New powers put privacy laws to the test

The government's move to give more agencies access to personal Internet and telecoms information will put a strain on the Data Protection Act and other institutions, say critics

Privacy advocates said that upcoming moves to broaden the government's electronic surveillance powers will put a strain on existing consumer-protection legislation such as the Data Protection Act (1998).

Next Tuesday MPs will debate a draft order that will effectively allow a broad range of government agencies, including all local authorities, the NHS, the Postal Services Commission and the Food Standards Agency, to demand the communications records of Internet and telephone users. The agencies, all of which have some law enforcement authority, were not previously guaranteed access to the records without a court order.

The powers are the latest expansion of the Regulation of Investigatory Powers Act (RIPA), passed last year, which will require ISPs to install so-called black boxes to monitor Internet traffic, and will give the police powers to demand that encrypted messages are decoded and those involved in investigations remain silent.

RIPA was originally extended to law-enforcement agencies such as police departments. The new rules will give RIPA powers to organisations which may or may not be sufficiently prepared to handle sensitive personal information, according to critics.

"The troubles start once the data is accessed," said Dr Yaman Akdeniz, director of Cyber-Rights & Cyber-Liberties. "There are question marks over how the data will be scrutinised. There are issues about the protection and security of data accessed by these organisations. Big Brother is slowly integrating itself into our society."

Much of the burden for regulating how organisations use and distribute the information will fall on the Data Protection Act (1998), which prevents organisations from revealing personal data. It also states that a communications provider must only retain traffic data for the length of time necessary for legitimate billing purposes, although an exception is made for the prevention and detection of crime.

But critics say the Act will be difficult to enforce. "It's easy to say that there are already some laws in place to handle this, but in practice it's difficult to see those standards being applied," said Akdeniz. "The real damage was the enactment of RIPA. This is just putting the legislation into action."

The Home Office said that under RIPA, the retention of personal data is effectively determined by each government agency: "It depends on what they want it for. It needs to be kept for a sufficient length of time for court proceedings or for law enforcement."

Information requests will be approved by a designated individual within each body, according to the Home Office, but there will be no independent review of RIPA requests. However, requests can be audited by the Interception of Communications Commissioner.

The burden will be on individuals to take complaints to the investigatory powers tribunal if they feel their information has been misused. However, the tribunal has been heavily criticised by members of the Intelligence and Security Committee (ISC), Britain's intelligence services watchdog, which said in a debate last year that it was underfunded and understaffed.

Alan Beith MP, a member of ISC, said at the time that the tribunal was "quite incapable of carrying out its job" with its tiny support staff.

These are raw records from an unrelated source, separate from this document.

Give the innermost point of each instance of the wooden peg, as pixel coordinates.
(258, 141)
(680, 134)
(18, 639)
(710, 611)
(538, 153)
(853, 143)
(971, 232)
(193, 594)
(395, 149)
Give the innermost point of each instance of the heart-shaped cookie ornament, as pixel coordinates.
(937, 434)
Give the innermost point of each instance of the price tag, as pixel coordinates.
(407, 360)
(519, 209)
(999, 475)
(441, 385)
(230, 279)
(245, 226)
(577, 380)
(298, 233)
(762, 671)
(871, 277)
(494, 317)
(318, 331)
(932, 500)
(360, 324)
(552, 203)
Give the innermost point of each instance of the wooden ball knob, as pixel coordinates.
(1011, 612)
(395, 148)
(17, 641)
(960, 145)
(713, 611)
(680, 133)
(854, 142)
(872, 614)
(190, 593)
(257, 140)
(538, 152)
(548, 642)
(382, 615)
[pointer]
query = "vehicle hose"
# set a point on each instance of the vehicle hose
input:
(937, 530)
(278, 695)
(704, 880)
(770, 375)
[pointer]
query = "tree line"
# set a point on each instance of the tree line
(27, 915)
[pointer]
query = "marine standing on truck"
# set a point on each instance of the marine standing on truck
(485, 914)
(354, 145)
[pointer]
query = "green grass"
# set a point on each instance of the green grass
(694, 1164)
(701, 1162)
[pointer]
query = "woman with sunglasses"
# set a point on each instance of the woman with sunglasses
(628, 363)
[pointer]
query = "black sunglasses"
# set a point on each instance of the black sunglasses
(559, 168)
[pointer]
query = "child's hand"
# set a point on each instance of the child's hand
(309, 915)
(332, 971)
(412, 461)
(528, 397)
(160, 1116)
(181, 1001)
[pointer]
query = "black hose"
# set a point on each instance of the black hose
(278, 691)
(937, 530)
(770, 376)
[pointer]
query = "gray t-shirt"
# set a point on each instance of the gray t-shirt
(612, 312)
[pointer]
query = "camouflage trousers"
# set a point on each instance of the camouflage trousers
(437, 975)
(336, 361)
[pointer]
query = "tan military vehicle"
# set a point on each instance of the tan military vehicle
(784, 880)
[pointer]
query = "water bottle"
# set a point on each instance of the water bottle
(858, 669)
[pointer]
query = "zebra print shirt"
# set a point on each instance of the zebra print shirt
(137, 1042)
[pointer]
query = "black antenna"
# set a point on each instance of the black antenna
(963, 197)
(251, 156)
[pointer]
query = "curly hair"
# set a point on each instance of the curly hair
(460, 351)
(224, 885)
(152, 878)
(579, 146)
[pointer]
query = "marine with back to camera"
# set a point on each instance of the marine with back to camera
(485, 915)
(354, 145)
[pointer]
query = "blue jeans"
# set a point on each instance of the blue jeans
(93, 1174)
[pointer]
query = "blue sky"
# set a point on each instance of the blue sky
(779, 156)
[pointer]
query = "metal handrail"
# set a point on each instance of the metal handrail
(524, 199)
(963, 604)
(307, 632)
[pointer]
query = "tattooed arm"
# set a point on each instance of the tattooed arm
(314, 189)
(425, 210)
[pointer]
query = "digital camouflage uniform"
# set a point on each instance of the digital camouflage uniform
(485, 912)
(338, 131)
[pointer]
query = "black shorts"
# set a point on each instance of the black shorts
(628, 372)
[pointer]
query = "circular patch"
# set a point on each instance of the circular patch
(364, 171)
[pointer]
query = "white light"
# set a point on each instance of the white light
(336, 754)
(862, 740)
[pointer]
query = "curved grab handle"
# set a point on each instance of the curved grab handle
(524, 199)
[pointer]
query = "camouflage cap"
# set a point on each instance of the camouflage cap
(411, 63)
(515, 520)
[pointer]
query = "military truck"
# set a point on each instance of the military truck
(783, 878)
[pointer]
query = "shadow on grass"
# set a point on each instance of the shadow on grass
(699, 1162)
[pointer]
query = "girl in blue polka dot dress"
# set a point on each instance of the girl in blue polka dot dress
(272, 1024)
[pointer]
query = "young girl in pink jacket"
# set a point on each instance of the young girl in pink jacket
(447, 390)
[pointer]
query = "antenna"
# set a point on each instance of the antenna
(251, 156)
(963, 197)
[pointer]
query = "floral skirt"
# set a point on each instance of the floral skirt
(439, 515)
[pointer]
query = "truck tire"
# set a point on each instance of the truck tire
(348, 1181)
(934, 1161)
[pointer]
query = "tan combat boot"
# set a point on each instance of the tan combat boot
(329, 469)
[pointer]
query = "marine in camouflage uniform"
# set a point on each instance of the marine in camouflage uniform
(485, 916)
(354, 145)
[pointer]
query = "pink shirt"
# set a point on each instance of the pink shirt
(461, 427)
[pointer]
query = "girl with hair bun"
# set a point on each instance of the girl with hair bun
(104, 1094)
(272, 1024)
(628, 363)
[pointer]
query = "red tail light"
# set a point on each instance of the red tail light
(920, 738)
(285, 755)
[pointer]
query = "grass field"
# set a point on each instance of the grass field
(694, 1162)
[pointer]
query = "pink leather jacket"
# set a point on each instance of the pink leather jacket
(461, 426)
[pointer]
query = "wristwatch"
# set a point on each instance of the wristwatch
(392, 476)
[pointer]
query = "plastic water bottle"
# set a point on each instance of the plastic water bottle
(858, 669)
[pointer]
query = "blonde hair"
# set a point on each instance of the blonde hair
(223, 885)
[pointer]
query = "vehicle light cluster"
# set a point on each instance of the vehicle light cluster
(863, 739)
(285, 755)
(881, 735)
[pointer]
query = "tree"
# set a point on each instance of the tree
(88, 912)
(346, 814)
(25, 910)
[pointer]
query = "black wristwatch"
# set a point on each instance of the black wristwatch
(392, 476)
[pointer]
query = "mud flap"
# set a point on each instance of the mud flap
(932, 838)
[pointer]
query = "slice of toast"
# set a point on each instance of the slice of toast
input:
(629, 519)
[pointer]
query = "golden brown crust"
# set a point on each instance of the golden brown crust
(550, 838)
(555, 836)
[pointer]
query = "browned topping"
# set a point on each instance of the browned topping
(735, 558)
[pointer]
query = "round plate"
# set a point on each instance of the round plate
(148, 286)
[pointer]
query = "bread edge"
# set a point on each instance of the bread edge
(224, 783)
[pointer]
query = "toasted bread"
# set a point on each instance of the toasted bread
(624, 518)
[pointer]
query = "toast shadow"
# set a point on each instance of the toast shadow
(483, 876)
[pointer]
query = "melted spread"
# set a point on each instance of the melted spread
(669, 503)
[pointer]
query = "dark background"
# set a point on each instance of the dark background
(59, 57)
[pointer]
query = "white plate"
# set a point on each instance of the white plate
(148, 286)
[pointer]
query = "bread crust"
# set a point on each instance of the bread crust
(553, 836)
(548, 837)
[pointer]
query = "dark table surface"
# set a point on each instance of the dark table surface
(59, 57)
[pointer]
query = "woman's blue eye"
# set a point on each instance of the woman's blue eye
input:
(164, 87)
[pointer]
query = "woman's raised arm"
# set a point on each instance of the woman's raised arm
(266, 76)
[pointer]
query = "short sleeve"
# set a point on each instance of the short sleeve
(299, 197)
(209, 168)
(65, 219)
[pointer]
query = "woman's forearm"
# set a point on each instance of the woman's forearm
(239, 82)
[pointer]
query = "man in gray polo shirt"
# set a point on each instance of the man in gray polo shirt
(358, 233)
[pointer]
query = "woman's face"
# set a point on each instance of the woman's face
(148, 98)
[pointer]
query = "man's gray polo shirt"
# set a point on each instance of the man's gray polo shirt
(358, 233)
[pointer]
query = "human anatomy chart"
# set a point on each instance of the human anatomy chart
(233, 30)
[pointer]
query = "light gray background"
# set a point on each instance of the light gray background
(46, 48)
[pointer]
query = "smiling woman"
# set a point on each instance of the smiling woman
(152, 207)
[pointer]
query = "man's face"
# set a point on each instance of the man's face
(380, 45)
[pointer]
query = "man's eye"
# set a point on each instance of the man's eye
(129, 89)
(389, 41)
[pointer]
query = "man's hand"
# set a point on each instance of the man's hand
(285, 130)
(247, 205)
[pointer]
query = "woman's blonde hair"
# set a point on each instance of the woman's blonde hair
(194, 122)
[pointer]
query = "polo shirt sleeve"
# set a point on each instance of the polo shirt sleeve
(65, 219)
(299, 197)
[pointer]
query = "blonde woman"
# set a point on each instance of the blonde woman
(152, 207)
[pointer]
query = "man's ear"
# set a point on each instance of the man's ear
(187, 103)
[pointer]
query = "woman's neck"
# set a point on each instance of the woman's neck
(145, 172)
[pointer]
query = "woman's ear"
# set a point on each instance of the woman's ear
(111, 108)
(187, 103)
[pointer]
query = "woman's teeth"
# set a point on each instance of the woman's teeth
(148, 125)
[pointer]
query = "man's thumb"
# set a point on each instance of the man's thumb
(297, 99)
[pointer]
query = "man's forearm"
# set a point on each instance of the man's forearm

Beith said that the tribunal was "Britain's defence in relation to the European Convention on Human Rights," and warned that it could not be guaranteed to protect these rights.

The Home Office said that the RIPA changes should be viewed "less as strengthening investigatory powers than as better regulation... These organisations previously could have requested ths information and got it or not, but now it is being put into a statutory framework."

Will Knight and Wendy McAuliffe contributed to this report.